An innovative 3D printing method could be used to make customized electronic “machines” the size of insects that could be used in cutting-edge robotics, medical devices, and other areas. This could be done at a price that most people could afford.
This innovation may change the way customized chip-based microelectromechanical systems (MEMS) are produced. These tiny machines, which offer precise positioning, are mass-produced in large quantities for hundreds of electronic products, such as cars and smartphones. On the other hand, MEMS technologies require expensive customization to make more specialized sensors in smaller quantities, like accelerometers for airplanes and vibration sensors for industrial machinery.
According to Frank Niklaus, the research leader at KTH Royal Institute of Technology in Stockholm, the new 3D printing method, which was described in Nature Microsystems & Nanoengineering, offers a way to get around the constraints of traditional MEMS manufacturing.
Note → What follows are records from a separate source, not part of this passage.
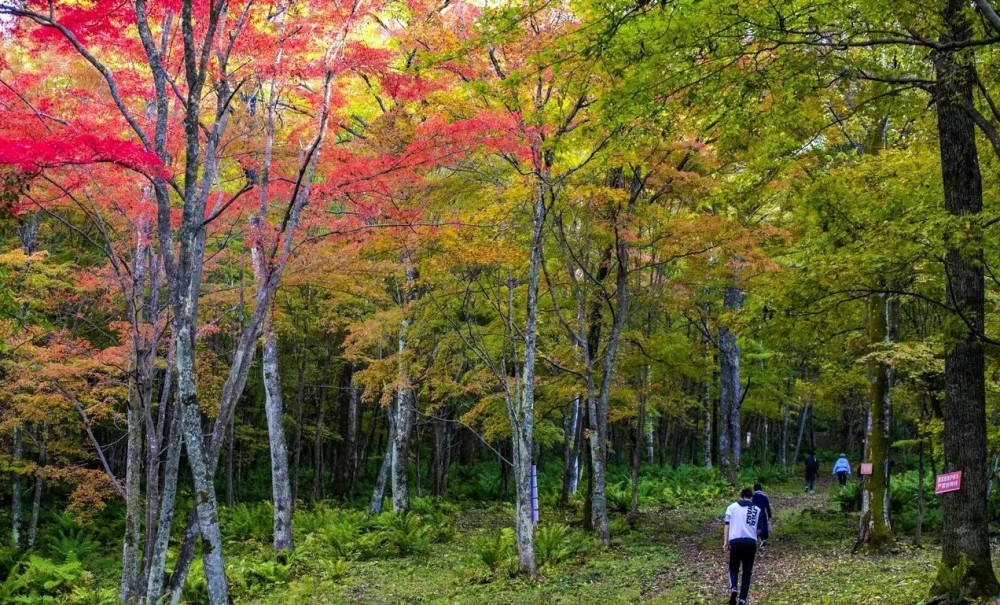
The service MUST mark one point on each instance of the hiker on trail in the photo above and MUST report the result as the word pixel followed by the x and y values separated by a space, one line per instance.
pixel 842 468
pixel 812 469
pixel 739 539
pixel 760 501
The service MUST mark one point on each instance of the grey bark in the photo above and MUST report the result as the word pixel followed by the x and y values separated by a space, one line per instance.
pixel 731 393
pixel 572 434
pixel 36 500
pixel 404 405
pixel 964 512
pixel 16 513
pixel 281 489
pixel 706 404
pixel 378 494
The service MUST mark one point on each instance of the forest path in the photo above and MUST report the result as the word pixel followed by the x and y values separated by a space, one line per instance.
pixel 702 569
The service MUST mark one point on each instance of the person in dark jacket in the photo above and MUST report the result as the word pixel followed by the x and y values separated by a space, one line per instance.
pixel 812 469
pixel 760 501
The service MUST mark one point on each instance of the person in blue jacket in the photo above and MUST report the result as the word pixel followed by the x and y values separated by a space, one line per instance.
pixel 842 468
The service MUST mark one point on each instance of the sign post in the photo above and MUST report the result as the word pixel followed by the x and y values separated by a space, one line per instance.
pixel 948 482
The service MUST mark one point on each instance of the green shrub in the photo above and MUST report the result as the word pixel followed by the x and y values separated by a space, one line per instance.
pixel 78 543
pixel 248 522
pixel 37 579
pixel 551 544
pixel 406 533
pixel 276 570
pixel 84 595
pixel 494 550
pixel 951 580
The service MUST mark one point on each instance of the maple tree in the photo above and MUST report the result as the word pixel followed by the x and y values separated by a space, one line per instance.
pixel 362 248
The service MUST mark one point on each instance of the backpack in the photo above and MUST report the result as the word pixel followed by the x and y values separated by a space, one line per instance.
pixel 811 464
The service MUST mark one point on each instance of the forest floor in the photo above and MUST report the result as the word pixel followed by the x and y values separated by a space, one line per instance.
pixel 671 557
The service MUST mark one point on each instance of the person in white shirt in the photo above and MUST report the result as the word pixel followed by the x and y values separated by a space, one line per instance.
pixel 739 539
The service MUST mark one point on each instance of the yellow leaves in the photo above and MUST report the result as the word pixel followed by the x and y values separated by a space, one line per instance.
pixel 17 257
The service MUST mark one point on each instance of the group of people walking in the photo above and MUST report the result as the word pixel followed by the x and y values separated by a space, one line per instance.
pixel 747 529
pixel 748 523
pixel 841 468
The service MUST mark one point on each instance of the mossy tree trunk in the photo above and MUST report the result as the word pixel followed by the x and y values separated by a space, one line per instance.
pixel 876 530
pixel 964 534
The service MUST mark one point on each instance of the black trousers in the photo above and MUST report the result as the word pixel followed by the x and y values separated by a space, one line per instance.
pixel 741 554
pixel 810 479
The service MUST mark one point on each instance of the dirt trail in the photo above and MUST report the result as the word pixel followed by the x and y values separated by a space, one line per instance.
pixel 703 564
The costs of developing manufacturing processes and improving device designs do not decrease with lower production volumes, the author claims. So, engineers have to choose between using off-the-shelf MEMS devices that aren’t very good or paying high start-up costs that aren’t worth it.
Low-volume products like wind turbines and motion and vibration control units for robots and industrial tools could also use this method.
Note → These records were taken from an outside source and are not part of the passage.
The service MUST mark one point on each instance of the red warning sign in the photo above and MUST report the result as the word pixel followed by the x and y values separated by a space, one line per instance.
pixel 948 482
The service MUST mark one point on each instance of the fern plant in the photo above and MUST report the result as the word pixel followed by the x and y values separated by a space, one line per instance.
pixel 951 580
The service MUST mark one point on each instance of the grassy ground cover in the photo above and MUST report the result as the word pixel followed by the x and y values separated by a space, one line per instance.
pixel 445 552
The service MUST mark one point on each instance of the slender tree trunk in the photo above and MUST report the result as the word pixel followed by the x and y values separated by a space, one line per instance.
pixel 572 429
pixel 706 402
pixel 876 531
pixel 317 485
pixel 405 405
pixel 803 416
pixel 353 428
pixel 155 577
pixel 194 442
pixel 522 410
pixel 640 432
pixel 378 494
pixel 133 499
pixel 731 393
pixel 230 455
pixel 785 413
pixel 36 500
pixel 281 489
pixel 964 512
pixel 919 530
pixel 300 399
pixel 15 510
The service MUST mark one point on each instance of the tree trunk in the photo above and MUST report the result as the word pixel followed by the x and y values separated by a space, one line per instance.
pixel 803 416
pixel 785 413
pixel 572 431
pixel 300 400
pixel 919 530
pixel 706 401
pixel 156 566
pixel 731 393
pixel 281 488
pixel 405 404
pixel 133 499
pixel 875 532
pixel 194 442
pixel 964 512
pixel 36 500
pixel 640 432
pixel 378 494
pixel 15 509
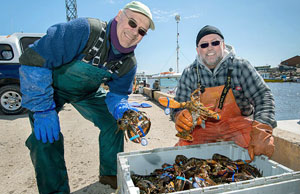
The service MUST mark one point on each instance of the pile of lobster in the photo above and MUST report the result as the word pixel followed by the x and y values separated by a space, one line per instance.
pixel 191 173
pixel 136 125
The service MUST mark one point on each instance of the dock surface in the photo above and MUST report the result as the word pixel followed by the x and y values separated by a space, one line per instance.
pixel 81 148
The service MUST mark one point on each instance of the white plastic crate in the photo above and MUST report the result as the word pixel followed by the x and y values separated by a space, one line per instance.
pixel 145 162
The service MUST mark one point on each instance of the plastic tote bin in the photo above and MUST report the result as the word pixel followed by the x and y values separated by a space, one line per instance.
pixel 275 175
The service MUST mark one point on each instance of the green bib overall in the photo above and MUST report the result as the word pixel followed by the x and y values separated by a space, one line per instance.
pixel 76 83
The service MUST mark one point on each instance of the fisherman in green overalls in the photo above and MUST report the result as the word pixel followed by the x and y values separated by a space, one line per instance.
pixel 68 65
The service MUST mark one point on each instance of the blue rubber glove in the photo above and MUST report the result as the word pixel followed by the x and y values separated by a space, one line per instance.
pixel 46 126
pixel 122 108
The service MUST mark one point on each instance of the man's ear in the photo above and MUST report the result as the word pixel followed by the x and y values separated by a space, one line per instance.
pixel 198 50
pixel 119 15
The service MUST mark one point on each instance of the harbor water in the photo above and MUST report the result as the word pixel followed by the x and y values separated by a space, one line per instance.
pixel 286 95
pixel 287 100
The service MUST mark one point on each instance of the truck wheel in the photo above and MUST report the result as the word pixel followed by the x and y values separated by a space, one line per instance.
pixel 10 100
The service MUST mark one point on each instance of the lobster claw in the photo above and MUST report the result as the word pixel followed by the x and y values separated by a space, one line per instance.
pixel 137 126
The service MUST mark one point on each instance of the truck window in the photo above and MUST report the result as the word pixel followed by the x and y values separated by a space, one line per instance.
pixel 26 41
pixel 6 52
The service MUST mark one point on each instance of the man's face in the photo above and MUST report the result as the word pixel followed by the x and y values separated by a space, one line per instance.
pixel 127 35
pixel 211 49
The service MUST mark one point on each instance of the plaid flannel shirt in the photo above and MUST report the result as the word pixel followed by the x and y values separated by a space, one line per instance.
pixel 251 93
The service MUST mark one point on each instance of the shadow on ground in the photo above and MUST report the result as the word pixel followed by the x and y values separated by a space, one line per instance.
pixel 95 188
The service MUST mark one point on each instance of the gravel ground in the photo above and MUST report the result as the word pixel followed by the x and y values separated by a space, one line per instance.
pixel 81 149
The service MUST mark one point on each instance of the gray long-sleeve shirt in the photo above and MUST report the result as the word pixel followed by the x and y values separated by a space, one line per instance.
pixel 251 93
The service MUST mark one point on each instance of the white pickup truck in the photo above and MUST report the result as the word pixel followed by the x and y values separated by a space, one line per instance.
pixel 11 48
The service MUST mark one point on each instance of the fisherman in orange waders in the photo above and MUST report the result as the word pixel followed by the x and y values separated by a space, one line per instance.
pixel 233 88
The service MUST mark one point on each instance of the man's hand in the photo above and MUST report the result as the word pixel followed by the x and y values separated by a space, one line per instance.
pixel 121 109
pixel 46 126
pixel 184 121
pixel 262 141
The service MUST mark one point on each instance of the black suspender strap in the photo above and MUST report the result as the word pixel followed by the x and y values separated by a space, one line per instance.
pixel 94 52
pixel 225 89
pixel 199 85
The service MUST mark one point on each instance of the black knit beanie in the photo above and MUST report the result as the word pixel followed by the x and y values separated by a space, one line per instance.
pixel 208 30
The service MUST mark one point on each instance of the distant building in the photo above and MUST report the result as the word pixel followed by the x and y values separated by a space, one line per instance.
pixel 292 62
pixel 265 68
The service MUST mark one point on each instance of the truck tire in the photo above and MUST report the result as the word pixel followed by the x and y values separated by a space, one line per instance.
pixel 10 100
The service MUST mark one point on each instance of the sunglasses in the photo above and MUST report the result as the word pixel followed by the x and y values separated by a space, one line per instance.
pixel 132 24
pixel 214 43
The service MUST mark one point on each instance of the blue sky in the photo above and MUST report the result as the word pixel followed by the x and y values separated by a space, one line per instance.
pixel 265 32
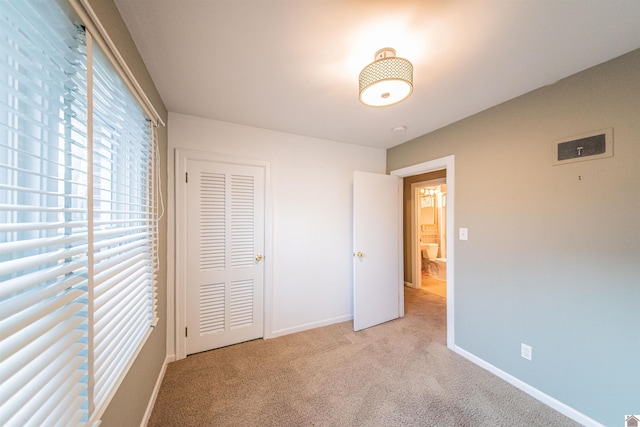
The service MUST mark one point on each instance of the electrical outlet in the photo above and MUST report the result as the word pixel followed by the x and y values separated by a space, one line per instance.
pixel 526 351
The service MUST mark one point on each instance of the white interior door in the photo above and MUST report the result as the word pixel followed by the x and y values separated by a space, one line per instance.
pixel 376 215
pixel 225 243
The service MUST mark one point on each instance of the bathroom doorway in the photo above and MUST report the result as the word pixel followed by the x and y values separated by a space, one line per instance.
pixel 441 168
pixel 429 234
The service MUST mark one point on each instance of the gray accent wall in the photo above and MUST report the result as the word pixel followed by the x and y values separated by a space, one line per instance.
pixel 553 256
pixel 129 404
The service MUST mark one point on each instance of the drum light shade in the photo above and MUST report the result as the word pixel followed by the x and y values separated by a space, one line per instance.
pixel 388 80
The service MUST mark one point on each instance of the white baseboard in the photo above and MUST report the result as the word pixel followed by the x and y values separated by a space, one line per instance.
pixel 531 391
pixel 156 389
pixel 307 326
pixel 410 285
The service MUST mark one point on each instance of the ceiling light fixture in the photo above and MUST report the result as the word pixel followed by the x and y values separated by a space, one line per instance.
pixel 387 80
The scientists based their work on a procedure known as two-photon polymerization, which can create high-resolution objects as small as a few hundred nanometers in size but is not functional for sensing. The method makes use of a shadow-masking technique, which functions somewhat like a stencil, to create the transducing elements. They create features with a T-shaped cross-section on the 3D-printed structure that function like umbrellas. The sides of the T-shaped features are not coated with metal as a result of the subsequent deposit of metal from above. As a result, the T’s top metal is electrically isolated from the rest of the building.
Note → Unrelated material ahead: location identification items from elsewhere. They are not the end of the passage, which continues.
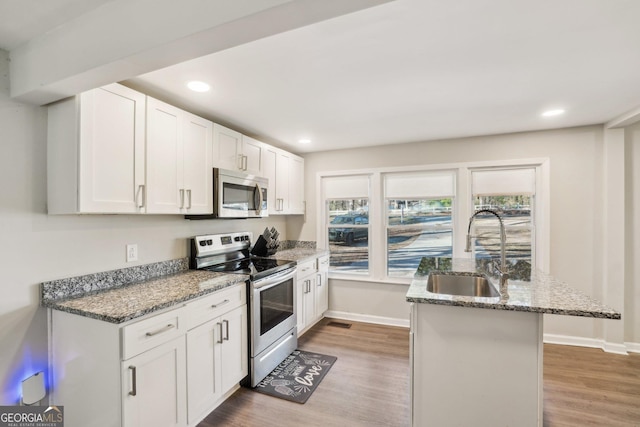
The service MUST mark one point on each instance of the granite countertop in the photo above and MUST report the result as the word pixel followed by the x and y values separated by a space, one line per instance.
pixel 299 254
pixel 539 293
pixel 124 303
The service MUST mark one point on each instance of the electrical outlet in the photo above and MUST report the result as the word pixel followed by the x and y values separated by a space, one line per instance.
pixel 132 253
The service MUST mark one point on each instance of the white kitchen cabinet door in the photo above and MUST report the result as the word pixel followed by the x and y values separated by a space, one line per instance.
pixel 96 152
pixel 296 185
pixel 309 302
pixel 198 164
pixel 227 148
pixel 234 348
pixel 301 294
pixel 269 158
pixel 285 172
pixel 154 387
pixel 322 286
pixel 217 359
pixel 282 183
pixel 305 299
pixel 164 158
pixel 252 156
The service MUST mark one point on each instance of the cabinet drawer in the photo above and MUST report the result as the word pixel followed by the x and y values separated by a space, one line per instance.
pixel 323 263
pixel 148 333
pixel 306 268
pixel 214 305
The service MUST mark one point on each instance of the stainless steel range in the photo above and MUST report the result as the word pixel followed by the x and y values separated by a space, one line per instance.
pixel 270 292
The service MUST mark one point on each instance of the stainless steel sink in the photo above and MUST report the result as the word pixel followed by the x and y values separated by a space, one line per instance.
pixel 469 284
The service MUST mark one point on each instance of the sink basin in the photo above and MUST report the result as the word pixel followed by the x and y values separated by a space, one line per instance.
pixel 469 285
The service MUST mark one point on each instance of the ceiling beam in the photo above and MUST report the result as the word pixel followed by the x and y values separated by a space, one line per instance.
pixel 623 120
pixel 125 38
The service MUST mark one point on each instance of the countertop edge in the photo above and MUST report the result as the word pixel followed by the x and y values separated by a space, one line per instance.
pixel 233 279
pixel 520 308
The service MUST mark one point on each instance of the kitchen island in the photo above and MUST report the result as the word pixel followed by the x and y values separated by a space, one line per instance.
pixel 478 360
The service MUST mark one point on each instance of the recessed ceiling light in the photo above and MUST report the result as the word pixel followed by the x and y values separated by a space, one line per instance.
pixel 197 86
pixel 551 113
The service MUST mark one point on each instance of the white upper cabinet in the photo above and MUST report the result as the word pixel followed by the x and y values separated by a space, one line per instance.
pixel 179 160
pixel 234 151
pixel 96 152
pixel 285 172
pixel 252 151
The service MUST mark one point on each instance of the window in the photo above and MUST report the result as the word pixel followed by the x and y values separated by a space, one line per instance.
pixel 509 192
pixel 347 223
pixel 419 209
pixel 380 224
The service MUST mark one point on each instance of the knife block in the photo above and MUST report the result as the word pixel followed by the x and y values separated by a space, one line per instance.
pixel 260 248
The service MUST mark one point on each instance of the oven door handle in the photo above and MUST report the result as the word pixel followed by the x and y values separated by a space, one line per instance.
pixel 273 280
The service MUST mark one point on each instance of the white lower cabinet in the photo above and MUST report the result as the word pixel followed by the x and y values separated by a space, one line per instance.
pixel 312 292
pixel 322 286
pixel 216 361
pixel 170 369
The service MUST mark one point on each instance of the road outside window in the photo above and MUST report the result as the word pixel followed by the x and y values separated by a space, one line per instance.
pixel 417 229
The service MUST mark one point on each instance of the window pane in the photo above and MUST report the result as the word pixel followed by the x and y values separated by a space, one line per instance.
pixel 417 229
pixel 348 235
pixel 516 215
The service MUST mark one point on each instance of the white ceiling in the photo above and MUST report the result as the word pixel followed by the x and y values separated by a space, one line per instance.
pixel 412 70
pixel 22 20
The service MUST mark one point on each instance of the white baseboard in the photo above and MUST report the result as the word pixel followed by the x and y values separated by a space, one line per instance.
pixel 591 342
pixel 366 318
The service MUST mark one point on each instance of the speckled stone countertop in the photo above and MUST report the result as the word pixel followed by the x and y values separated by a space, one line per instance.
pixel 124 302
pixel 541 294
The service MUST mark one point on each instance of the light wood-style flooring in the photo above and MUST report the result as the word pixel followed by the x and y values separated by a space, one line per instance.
pixel 369 385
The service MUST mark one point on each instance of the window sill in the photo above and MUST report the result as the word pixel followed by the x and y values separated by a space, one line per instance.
pixel 358 278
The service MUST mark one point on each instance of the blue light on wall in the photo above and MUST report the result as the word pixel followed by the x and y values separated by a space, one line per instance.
pixel 29 365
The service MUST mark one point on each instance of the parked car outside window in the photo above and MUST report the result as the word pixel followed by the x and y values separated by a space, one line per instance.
pixel 348 235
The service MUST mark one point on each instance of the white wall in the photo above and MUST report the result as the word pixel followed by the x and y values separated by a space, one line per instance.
pixel 632 249
pixel 35 247
pixel 576 215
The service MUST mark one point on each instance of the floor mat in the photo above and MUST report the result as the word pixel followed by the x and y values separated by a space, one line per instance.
pixel 297 376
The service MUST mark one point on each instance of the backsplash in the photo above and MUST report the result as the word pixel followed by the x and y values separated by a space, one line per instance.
pixel 81 285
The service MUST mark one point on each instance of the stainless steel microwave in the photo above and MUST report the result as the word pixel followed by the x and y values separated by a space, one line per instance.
pixel 237 195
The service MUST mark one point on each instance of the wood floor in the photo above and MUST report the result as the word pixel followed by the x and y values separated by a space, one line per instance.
pixel 369 385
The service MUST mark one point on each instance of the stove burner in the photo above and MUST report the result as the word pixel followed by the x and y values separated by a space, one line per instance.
pixel 255 267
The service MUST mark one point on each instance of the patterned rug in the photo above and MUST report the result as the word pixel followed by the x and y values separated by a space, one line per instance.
pixel 297 376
He claims that using this technique, it only takes a few hours to produce a dozen or so specially designed MEMS accelerometers using reasonably priced commercial manufacturing equipment. He says that the method can be used to make small and medium-sized batches of tens of thousands to a few thousand MEMS sensors and MEMS device prototypes at a low cost each year.
Because the start-up costs for manufacturing a MEMS product using conventional semiconductor technology are on the order of hundreds of thousands of dollars, and because the lead times are several months or longer, he claims that this has not previously been feasible. “The new capabilities provided by 3D-printed MEMS may lead to a paradigm shift in the production of MEMS and sensors.”
Scalability is a prerequisite for MEMS production, not just a benefit. This technique would make it possible to fabricate numerous new and unique devices.